Входит барышня – ассистент, ставит еще один чайник на столик.
– А что синематограф? – спросил Герц, присаживаясь к столику с чаем.
– А что синематограф? – скептически улыбнулся Евлахов. – Та же иллюзия, условность. Целлулоидный фокус, больше ничего.
Они сидят какое-то время молча. Пьют чай. Евлахов кивает проходящим вдоль прохода костюмерам и актерам.
– Я, знаете, как-то видел бой, – вдруг говорит Евлахов, – настоящий, страшный бой, в Сибири. Был вечер. Представьте – багрово-черное небо и город под ним. Город горел. Горела станция. И конные насмерть рубились на фоне огня, на фоне заката. На наших глазах. Все было видно до мелочей. Я помню, как вдруг художник, что был с нами, нежнейший, христианнейший человек, сказал. Даже не так. Он выдохнул, он выкрикнул: «Как это красиво!»… Понимаете. Убийство, кровь, и. «как это красиво»… Я помню его лицо. Оно пылало таким неподдельным восхищением. этой трагической красотой, этой симфонией смерти. Потому что, никакая живопись не способна передать это. Потому что любое искусство – иллюзия, а это была жизнь. Так и «двойной театр», вернее.
Евлахов вдруг замолчал, посерьезнел, отвел глаза от собеседников, словно забыл о них.
Тихо пробормотал, уже ни к кому не обращаясь: – а это жизнь. Да. Это жизнь.
Герц ошеломленно смотрел на Евлахова, словно догадываясь о чем-то, во что невозможно было поверить.
– Извините, – вдруг резко сказал Евлахов. – Мне надо побыть одному.
Он резко встал и вышел из зала.
Герц и Магда, недоуменно переглянулись, глядя ему в след.
– Какой странный, – сказала Магда
СЦЕНА 8. РЕСТОРАН. ВЫБОРГ. ДЕНЬ. ЗИМА. 1922 г.
В ресторане, судя по говору, собирается в основном русская публика. Народу полно. Ходят от стола к столу, приветствуя друг друга. Многие офицеры в военной форме.

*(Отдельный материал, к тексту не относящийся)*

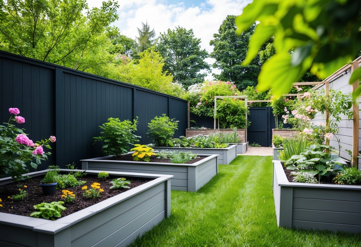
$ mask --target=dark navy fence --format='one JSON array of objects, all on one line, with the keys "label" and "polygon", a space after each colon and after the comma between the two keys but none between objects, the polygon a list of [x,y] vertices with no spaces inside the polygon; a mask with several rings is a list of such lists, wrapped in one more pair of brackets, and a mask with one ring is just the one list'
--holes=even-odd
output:
[{"label": "dark navy fence", "polygon": [[[140,143],[151,142],[148,123],[166,114],[179,120],[175,136],[185,135],[186,100],[121,82],[0,51],[0,122],[7,122],[8,109],[17,107],[25,118],[22,125],[33,141],[56,137],[48,165],[61,167],[101,155],[92,138],[109,117],[139,117]],[[80,165],[80,164],[78,164]]]}]

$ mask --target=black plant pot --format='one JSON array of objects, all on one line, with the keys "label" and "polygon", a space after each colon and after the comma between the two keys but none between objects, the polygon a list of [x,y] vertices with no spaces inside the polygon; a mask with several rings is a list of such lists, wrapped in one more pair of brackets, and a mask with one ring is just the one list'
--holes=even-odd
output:
[{"label": "black plant pot", "polygon": [[52,184],[43,184],[42,183],[40,183],[40,186],[42,187],[42,189],[43,189],[43,193],[45,196],[49,196],[49,195],[53,195],[55,193],[56,185],[57,184],[57,182]]}]

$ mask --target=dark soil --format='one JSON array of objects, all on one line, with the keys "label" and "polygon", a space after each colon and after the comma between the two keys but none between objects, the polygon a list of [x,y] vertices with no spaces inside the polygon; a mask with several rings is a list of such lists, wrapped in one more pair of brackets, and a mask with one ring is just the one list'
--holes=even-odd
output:
[{"label": "dark soil", "polygon": [[[44,202],[51,202],[62,201],[61,195],[63,193],[61,191],[68,190],[73,192],[75,194],[75,199],[72,203],[66,203],[63,205],[66,207],[66,210],[61,212],[61,216],[64,217],[153,180],[149,178],[144,179],[147,180],[142,180],[139,178],[126,177],[127,180],[131,181],[130,184],[128,185],[130,187],[130,189],[111,190],[109,187],[112,185],[109,182],[118,177],[109,176],[104,181],[99,179],[97,175],[87,175],[79,179],[78,180],[87,181],[84,185],[87,186],[88,189],[91,188],[90,185],[95,182],[100,184],[100,188],[104,190],[104,192],[100,193],[100,197],[93,199],[87,199],[84,197],[83,191],[82,190],[82,187],[84,185],[75,188],[59,189],[56,190],[55,194],[53,195],[44,196],[43,194],[43,190],[40,186],[40,181],[43,177],[43,176],[40,176],[25,181],[0,186],[0,198],[2,200],[0,204],[3,206],[0,207],[0,212],[29,216],[35,211],[32,205]],[[27,188],[24,188],[24,185],[27,186]],[[12,195],[18,194],[19,188],[26,190],[27,193],[27,195],[24,197],[23,200],[15,201],[8,198],[8,197],[11,197]]]},{"label": "dark soil", "polygon": [[[206,158],[207,156],[202,156],[201,157],[200,157],[199,156],[197,157],[196,158],[195,158],[194,160],[192,160],[189,161],[187,161],[184,164],[193,164],[193,163],[195,163],[197,161],[199,161],[201,160],[203,160],[205,158]],[[171,163],[171,162],[170,162],[170,160],[167,159],[166,160],[163,160],[162,159],[158,159],[155,157],[151,157],[150,160],[149,161],[149,162],[156,162],[159,163]],[[133,160],[133,156],[132,156],[131,154],[126,154],[126,155],[121,155],[120,156],[118,156],[118,159],[116,159],[115,156],[114,156],[112,158],[109,159],[107,159],[107,160],[122,160],[124,161],[134,161]]]},{"label": "dark soil", "polygon": [[[282,167],[283,168],[283,170],[284,171],[284,173],[286,174],[286,176],[287,177],[287,179],[288,180],[288,182],[295,183],[293,181],[293,178],[295,176],[291,175],[291,172],[294,171],[287,170],[286,169],[286,167],[283,165],[282,165]],[[319,183],[327,184],[336,184],[332,181],[332,179],[333,178],[327,179],[327,178],[323,177],[321,178],[321,181]]]}]

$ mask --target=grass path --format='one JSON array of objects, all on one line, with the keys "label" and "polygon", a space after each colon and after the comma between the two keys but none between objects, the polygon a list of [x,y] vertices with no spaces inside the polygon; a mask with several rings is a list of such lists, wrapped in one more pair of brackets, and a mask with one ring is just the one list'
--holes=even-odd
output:
[{"label": "grass path", "polygon": [[239,156],[196,192],[171,192],[171,214],[132,246],[361,246],[361,234],[277,226],[271,156]]}]

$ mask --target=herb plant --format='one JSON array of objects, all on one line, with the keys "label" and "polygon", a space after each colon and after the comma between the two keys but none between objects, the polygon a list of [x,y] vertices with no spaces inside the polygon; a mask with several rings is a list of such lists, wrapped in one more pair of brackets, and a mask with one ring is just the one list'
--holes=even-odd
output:
[{"label": "herb plant", "polygon": [[63,194],[61,195],[61,198],[63,198],[65,203],[73,202],[75,199],[75,194],[72,192],[68,190],[63,190],[61,191]]},{"label": "herb plant", "polygon": [[121,188],[129,189],[130,187],[128,186],[127,185],[130,184],[131,182],[127,180],[124,178],[119,178],[113,179],[109,183],[113,185],[109,187],[109,188],[110,189],[120,189]]},{"label": "herb plant", "polygon": [[117,159],[121,154],[128,152],[128,145],[134,145],[139,142],[140,136],[136,135],[138,117],[133,123],[129,120],[121,122],[118,118],[108,118],[108,122],[99,127],[103,131],[101,136],[93,137],[94,142],[101,141],[104,143],[101,152],[104,155],[115,155]]},{"label": "herb plant", "polygon": [[156,116],[148,124],[148,134],[149,138],[158,147],[173,147],[171,141],[174,135],[175,130],[178,129],[178,122],[171,119],[165,114],[162,117]]},{"label": "herb plant", "polygon": [[136,144],[135,145],[135,147],[132,148],[130,151],[134,151],[132,156],[133,160],[136,161],[149,162],[151,156],[156,155],[153,152],[154,149],[150,147],[140,144]]},{"label": "herb plant", "polygon": [[360,184],[361,171],[356,167],[346,168],[337,174],[333,181],[338,184]]},{"label": "herb plant", "polygon": [[98,178],[103,181],[109,176],[109,174],[105,171],[101,171],[98,174]]},{"label": "herb plant", "polygon": [[61,211],[66,209],[63,206],[64,202],[52,202],[50,203],[42,202],[33,206],[37,211],[33,212],[30,216],[39,218],[42,217],[47,220],[55,220],[55,218],[61,217]]},{"label": "herb plant", "polygon": [[84,191],[84,196],[86,198],[91,198],[94,199],[97,197],[100,197],[100,194],[101,192],[104,192],[104,190],[100,188],[99,186],[100,184],[99,183],[93,183],[93,184],[90,185],[91,189],[88,189],[88,187],[87,186],[83,186],[82,188],[82,189]]}]

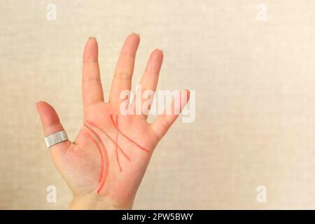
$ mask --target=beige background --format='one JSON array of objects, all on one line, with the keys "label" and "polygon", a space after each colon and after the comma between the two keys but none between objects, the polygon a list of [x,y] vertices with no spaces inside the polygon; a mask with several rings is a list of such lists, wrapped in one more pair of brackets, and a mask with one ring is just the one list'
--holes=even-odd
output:
[{"label": "beige background", "polygon": [[[57,5],[57,20],[46,6]],[[256,20],[265,3],[267,21]],[[0,2],[0,208],[66,209],[71,192],[45,148],[34,104],[74,139],[81,55],[96,36],[106,97],[125,37],[139,33],[137,83],[162,48],[160,89],[196,90],[196,120],[158,145],[134,209],[315,209],[315,2]],[[46,202],[46,188],[57,202]],[[256,188],[267,188],[267,203]]]}]

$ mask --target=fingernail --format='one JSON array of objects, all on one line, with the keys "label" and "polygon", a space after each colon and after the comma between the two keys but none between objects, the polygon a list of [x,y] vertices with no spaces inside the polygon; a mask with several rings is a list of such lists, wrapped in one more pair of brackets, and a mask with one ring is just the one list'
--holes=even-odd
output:
[{"label": "fingernail", "polygon": [[155,48],[155,50],[160,50],[162,53],[163,53],[163,50],[161,50],[160,48]]}]

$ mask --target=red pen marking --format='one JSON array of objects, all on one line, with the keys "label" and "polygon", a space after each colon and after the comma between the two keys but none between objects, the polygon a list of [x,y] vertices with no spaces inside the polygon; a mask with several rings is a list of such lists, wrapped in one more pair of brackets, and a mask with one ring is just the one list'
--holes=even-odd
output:
[{"label": "red pen marking", "polygon": [[88,127],[87,125],[84,124],[84,126],[85,126],[88,129],[89,129],[98,139],[98,140],[101,142],[102,146],[103,146],[104,151],[105,153],[105,157],[106,160],[106,169],[105,169],[105,174],[104,174],[104,179],[102,181],[100,186],[99,186],[99,188],[97,189],[97,195],[99,194],[99,192],[103,188],[105,182],[107,179],[107,176],[108,174],[108,167],[109,167],[109,159],[108,159],[108,154],[107,153],[106,147],[105,146],[105,144],[103,144],[103,141],[102,141],[101,137],[97,134],[97,132],[95,132],[93,130],[92,130],[90,127]]},{"label": "red pen marking", "polygon": [[108,154],[107,153],[107,150],[106,150],[106,148],[105,147],[105,145],[103,144],[103,146],[104,147],[104,151],[105,151],[105,156],[106,158],[106,169],[105,170],[104,178],[103,179],[103,181],[102,181],[101,185],[99,186],[99,189],[97,190],[97,195],[99,195],[99,192],[103,188],[103,187],[105,184],[105,182],[106,181],[107,176],[108,176],[108,167],[109,167]]},{"label": "red pen marking", "polygon": [[[118,127],[118,116],[116,115],[116,125],[117,127]],[[116,134],[116,158],[117,158],[117,162],[118,163],[119,166],[119,170],[120,172],[122,172],[122,169],[121,169],[120,162],[119,162],[119,156],[118,156],[118,150],[117,150],[117,145],[118,144],[118,131],[117,131]]]},{"label": "red pen marking", "polygon": [[107,132],[105,132],[104,130],[102,130],[102,129],[101,129],[101,128],[99,128],[99,127],[97,127],[96,125],[94,125],[94,124],[93,124],[92,122],[89,122],[89,121],[86,121],[86,122],[88,123],[88,124],[89,124],[90,125],[91,125],[91,126],[92,126],[92,127],[95,127],[95,128],[97,128],[98,130],[99,130],[103,134],[104,134],[111,141],[113,141],[115,144],[116,144],[117,145],[117,148],[121,151],[121,153],[122,153],[122,155],[125,155],[125,157],[129,160],[129,162],[131,162],[131,160],[130,160],[130,158],[129,158],[129,156],[124,152],[124,150],[122,150],[122,148],[121,148],[121,147],[120,146],[119,146],[119,145],[118,144],[116,144],[116,142],[108,135],[108,134],[107,134]]},{"label": "red pen marking", "polygon": [[113,115],[111,114],[111,122],[113,122],[113,125],[115,126],[115,127],[117,129],[117,130],[121,134],[122,134],[127,139],[128,139],[129,141],[130,141],[131,142],[132,142],[134,144],[135,144],[136,146],[138,146],[139,148],[140,148],[141,149],[142,149],[143,150],[149,153],[150,151],[148,150],[147,150],[146,148],[142,147],[141,146],[140,146],[139,144],[138,144],[136,142],[135,142],[134,141],[132,140],[130,137],[128,137],[127,135],[125,135],[124,133],[122,133],[122,131],[120,131],[120,130],[118,128],[118,127],[117,125],[115,125],[115,122],[113,120]]},{"label": "red pen marking", "polygon": [[89,136],[89,138],[90,138],[91,140],[95,144],[95,145],[97,146],[97,149],[99,150],[99,155],[101,155],[102,165],[101,165],[101,172],[99,173],[99,183],[100,183],[101,181],[102,181],[102,178],[103,177],[103,172],[104,172],[104,157],[103,157],[103,153],[102,153],[102,149],[99,147],[99,145],[97,143],[97,141],[96,141],[95,139],[88,132],[86,132],[86,134]]}]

Евлахов идет между столиков, высматривая кого-то, при этом непрерывно кивая, здороваясь. Ему улыбаются, особенно дамы, похоже, он популярен в этих кругах.
За одним из столиков сидят три дамы. Одна из них тихо говорит соседке:
– Посмотри налево, только не оборачивайся.
– А кто там?
– Евлахов.
– Евлахов? – дама не выдержав, все-таки оглядывается.
К Евлахову подходит пожилая дама:
– Как ваше здоровье, Николай Павлович? – спрашивает она. – Мне сказали, что вы не едете на гастроли в Германию.
– Возможно. Еще не решил, Ольга Карловна. – отвечает он, продолжая отыскивать взглядом кого-то.
– Берегите себя, дорогой вы наш, – говорит она ему вслед.
Какая-то девица подходит к нему, жеманно покачивая головкой, протягивает альбом для автографа.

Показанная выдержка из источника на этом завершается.